The staff brought me food and constantly asked if I needed anything. My student cohorts Slacked me and checked in, they waved on the sidewalks and sat with me at outdoor lunch lectures. One of the instructors heard that I’d hoped to snag one of the (limited!) 1-on-1 slots he offered, but had been in isolation when the sign-up sheets were posted in the common room (and immediately filled up) — and so he sought me out, fit me in to his already-crammed end-of-week-schedule, and additionally took the time to read my excerpt and critique it.

The story even has a happy ending: my COVID-classmate and I both tested negative partway through the week. By Wednesday evening, we were able to join (masked!) in-person for the rest of the week’s events.

It turns out, the “Paradise” part of the name doesn’t have anything to do with Martha’s Vineyard; it really is the people you meet there (cue audience groans).

But really. VP is staffed and taught by some of the kindest and most generous folks in spec fic today, and/or in general. The workshop itself is designed to be intense, and to challenge the writers/students in attendance — and it is, and it does, and it works precisely because the workshop has built compassion and warmth into its bones.

Valuable Precepts

I learned so much during my time at VP — this blog post is already too long and too mushy to enumerate everything, but I should end with a few important things.

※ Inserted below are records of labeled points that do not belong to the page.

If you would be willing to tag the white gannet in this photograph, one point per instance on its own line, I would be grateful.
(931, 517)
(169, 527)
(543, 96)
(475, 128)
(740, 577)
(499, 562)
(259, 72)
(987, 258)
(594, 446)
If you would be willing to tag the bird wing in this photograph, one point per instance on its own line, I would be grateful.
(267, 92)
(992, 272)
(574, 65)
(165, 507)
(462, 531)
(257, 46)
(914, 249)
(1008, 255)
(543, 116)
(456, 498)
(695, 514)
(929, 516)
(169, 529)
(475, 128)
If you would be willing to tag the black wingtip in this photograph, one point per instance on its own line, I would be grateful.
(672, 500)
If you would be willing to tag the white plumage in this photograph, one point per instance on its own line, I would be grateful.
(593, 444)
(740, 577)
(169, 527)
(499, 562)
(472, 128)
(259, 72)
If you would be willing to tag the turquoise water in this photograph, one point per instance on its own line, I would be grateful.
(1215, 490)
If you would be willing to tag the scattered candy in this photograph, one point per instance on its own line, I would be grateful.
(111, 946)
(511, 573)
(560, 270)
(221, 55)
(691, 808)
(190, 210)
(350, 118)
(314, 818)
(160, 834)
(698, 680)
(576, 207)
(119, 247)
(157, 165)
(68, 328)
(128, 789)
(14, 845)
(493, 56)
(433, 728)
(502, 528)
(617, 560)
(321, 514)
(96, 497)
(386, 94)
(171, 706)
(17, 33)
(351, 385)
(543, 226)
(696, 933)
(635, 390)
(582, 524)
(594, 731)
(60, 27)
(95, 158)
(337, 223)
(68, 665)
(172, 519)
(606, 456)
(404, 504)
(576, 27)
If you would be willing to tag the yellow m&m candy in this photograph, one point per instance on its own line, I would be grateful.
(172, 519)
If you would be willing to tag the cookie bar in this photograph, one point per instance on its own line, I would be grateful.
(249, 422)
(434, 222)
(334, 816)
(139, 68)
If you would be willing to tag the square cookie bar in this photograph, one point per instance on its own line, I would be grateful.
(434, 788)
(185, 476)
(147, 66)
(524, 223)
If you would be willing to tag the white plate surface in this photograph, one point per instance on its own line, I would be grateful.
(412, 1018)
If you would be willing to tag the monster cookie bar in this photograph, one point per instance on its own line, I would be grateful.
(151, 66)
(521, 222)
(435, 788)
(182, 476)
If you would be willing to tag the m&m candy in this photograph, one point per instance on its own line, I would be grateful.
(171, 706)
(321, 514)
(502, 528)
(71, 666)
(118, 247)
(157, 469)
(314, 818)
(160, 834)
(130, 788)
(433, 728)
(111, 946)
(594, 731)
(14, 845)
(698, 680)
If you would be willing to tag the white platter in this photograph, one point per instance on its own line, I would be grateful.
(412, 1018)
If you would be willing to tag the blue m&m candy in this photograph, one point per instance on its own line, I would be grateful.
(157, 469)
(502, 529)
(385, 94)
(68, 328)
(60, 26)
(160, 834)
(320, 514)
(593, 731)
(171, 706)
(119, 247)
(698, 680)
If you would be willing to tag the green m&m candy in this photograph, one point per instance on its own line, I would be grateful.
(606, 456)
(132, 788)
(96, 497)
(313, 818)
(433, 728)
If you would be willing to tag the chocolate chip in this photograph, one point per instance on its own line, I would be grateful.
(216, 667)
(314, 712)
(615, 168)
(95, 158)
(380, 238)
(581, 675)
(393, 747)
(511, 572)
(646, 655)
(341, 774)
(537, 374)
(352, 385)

  • Critique & technique: VP is staffed and taught by amazingly clever, kind, and generous people. Part of the amazing is the fact that they managed to collect 23 equally clever, kind, and generous students/early career writers to form the cohort. Plus me, but hey, pobody’s nerfect.
  • Community: When I applied, I didn’t expect to actually make it into the workshop. And if I’d known how incredible the staff and the rest of the cohort is I definitely wouldn’t have thought that I’d make it in or that I deserved to be there. Luckily, I didn’t discover that I was bamboozling everyone until it was too late. By the time I realized the truth, they were already starting to convince me that I did in fact belong there. Because when incredible people believe in you, it’s very awkward to argue with them.
  • Can I do it: I came to the island expecting to be challenged, but not like that. But it’s amazing what you can accomplish when smart, kind people tell you, repeatedly and with great force, that you can do the thing (and they’ll help you out along the way).

I’m still not convinced that I’m as kind or generous as the staff and faculty at VP, or half as clever as the rest of my cohort, but they’ve bullied me into admitting that I’m one of them now. They made us take an oath.

To the staff, teachers, and the rest of VP 2023: thank you.

To everyone else: apply to Viable Paradise. If you don't get in, apply again next year. You can do it. I believe in you.